The second plot shows that the effect we saw for binary MNIST classification has been reduced. There could still be a divergence between S+S and P+S, however. It seems the amount of average training the second path receives goes down with the amount of reuse for S+S. If one task is much easier to learn than the first, the average amount of training for each path would be significantly different. If Task A is simpler and receives less training, a higher amount of reuse should cause a decline in average training amount since the second path reuses more modules with less training each. The opposite is true if task B is simplest. A higher level of reuse would then cause the second path to use modules from path 1 which have a higher amount of training. In the second plot, the decline in avg training for higher levels of reuse would then indicate that task A is simpler than task B.

- TEST BY FLIPPING TASK A AND B

**Quinary MNIST classification with flipped S+S**

# ** Other possible experiments **

## Gradual Learning in Super Neural Networks

### Research question

Can the modularity of the SNN help show what level of transferability it is between modules used in the different tasks in the curriculum?
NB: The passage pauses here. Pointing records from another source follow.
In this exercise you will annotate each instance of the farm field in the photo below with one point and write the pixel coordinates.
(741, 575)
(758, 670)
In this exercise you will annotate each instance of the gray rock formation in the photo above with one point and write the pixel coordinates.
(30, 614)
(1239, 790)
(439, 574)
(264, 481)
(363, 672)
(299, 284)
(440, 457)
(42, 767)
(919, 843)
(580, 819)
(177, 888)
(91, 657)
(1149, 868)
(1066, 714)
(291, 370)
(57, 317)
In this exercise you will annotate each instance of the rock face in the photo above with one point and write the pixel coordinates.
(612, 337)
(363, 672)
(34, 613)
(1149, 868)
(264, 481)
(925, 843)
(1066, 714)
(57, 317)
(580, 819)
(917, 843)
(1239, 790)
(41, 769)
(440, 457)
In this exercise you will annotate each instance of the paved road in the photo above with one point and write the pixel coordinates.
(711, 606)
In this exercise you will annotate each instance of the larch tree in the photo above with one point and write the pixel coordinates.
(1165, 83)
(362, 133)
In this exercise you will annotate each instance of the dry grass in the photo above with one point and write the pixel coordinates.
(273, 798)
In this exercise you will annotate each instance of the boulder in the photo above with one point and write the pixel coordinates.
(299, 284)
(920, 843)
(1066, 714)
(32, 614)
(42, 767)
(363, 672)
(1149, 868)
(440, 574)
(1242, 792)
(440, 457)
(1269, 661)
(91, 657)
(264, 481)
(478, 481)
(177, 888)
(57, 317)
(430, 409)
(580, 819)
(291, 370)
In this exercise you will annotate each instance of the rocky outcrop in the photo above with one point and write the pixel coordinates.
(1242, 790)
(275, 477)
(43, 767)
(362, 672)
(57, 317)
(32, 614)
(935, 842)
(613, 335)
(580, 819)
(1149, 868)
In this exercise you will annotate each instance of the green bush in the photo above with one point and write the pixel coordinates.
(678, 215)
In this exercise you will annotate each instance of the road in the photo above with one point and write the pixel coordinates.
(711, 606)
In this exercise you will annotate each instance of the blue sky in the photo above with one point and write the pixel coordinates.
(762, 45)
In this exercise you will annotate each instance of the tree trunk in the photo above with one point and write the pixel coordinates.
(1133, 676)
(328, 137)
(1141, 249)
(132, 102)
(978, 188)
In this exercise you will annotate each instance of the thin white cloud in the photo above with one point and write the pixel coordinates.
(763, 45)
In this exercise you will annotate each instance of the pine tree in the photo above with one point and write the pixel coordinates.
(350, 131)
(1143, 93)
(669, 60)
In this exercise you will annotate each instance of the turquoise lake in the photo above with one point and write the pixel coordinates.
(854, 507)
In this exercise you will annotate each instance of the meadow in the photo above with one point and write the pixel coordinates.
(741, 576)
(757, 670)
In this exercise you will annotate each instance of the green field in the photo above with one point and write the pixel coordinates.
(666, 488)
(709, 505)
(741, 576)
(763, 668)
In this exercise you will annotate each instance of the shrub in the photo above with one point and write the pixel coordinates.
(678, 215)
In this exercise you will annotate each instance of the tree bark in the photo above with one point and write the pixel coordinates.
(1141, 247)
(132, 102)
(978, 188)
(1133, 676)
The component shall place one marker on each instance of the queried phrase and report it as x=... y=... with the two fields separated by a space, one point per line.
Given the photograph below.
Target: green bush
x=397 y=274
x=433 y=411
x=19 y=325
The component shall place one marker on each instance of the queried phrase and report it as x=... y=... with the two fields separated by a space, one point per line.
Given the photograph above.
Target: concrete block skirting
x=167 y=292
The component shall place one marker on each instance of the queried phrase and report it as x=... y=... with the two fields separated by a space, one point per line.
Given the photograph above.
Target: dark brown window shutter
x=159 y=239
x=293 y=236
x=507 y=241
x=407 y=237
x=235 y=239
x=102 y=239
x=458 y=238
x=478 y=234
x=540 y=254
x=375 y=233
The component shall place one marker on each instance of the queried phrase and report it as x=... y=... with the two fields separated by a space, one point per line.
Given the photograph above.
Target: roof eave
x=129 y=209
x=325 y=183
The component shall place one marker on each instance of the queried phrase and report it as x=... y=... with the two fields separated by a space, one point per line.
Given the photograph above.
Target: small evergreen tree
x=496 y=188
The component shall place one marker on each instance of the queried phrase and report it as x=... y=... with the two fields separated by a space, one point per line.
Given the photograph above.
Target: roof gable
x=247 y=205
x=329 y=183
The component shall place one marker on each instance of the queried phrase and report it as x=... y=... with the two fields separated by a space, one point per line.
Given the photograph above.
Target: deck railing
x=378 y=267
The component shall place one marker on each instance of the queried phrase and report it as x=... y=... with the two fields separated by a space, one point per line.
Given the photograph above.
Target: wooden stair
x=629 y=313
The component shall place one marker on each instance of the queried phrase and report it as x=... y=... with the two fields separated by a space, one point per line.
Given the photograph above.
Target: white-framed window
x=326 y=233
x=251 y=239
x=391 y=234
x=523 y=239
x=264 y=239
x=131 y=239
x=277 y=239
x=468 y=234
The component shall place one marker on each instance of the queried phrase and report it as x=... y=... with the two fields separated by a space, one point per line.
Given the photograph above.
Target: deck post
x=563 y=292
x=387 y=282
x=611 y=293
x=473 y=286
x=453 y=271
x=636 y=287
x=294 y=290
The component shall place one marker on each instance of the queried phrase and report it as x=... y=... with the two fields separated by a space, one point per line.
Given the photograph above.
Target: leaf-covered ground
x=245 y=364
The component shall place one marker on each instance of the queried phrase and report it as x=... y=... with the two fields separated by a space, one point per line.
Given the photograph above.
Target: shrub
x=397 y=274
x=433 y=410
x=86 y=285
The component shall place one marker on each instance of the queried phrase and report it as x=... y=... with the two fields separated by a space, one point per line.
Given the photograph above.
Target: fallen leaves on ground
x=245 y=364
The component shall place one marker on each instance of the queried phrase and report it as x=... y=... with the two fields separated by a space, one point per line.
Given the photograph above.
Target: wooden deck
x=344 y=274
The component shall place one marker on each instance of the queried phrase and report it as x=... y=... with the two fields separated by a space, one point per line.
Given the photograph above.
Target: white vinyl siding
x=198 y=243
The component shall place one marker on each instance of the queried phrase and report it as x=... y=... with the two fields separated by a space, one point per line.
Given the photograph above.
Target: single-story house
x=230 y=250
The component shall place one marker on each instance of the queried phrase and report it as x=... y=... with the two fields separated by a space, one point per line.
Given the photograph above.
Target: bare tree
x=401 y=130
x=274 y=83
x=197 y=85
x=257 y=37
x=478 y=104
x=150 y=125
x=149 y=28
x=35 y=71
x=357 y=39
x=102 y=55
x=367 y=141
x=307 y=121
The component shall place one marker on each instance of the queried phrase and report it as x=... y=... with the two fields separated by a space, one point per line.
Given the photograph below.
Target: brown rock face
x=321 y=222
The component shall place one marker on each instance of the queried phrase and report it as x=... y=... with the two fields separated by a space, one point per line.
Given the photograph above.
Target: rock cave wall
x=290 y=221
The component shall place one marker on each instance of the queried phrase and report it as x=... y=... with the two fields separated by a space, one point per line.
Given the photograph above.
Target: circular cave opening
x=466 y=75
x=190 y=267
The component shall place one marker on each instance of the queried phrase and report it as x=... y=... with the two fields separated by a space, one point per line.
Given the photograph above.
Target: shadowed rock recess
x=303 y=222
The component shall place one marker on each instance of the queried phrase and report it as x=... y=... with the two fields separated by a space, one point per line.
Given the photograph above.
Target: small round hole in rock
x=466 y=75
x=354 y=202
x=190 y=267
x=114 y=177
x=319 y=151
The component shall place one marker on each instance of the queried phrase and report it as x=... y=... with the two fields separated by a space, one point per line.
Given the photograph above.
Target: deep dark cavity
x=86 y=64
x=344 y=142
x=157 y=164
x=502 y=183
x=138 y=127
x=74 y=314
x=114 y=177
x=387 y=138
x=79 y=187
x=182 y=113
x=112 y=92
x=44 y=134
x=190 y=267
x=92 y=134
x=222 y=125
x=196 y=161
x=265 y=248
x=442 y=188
How large is the reduction in training necessary to learn a new task when a saturated PathNet is provided compared to learning de novo?

### Hypothesis

By testing what modules are used in which optimal paths, this study might show a reuse of some modules in multiple tasks, which would indicate the value of curriculum design. A high level of reuse might even point towards the possibility of one-shot learning in a saturated SNN

### Suggested Experiment

Training an RL agent on some simple toy-environment like the LunarLander from OpenAI gym. This requires some rework of the reward signal from the environment to fake rewards for subtasks in the curriculum. Rewards in early subtasks might be clear-cut values (1 if reached sub-goal, 0 if fail)

- Read up on curriculum design techniques

Create then a sequence of sub-tasks gradually increasing in complexity, and search for an optimal path through the PathNet for each of the sub-tasks. This implementation would use some version of Temporal Difference learning (Q-learning), and each path would represent some approximation of a value function.

## Capacity Increase

### Research question

Can we estimate the decline in needed capacity for each new sub-task learned from the curriculum? How "much" capacity is needed to learn a new meme?

### Hypothesis

Previous studies show a decline in needed capacity for each new sub-task (cite: Progressive Neural Networks-paper). If a metric can be defined for measuring the capacity change, we expect the results to confirm this.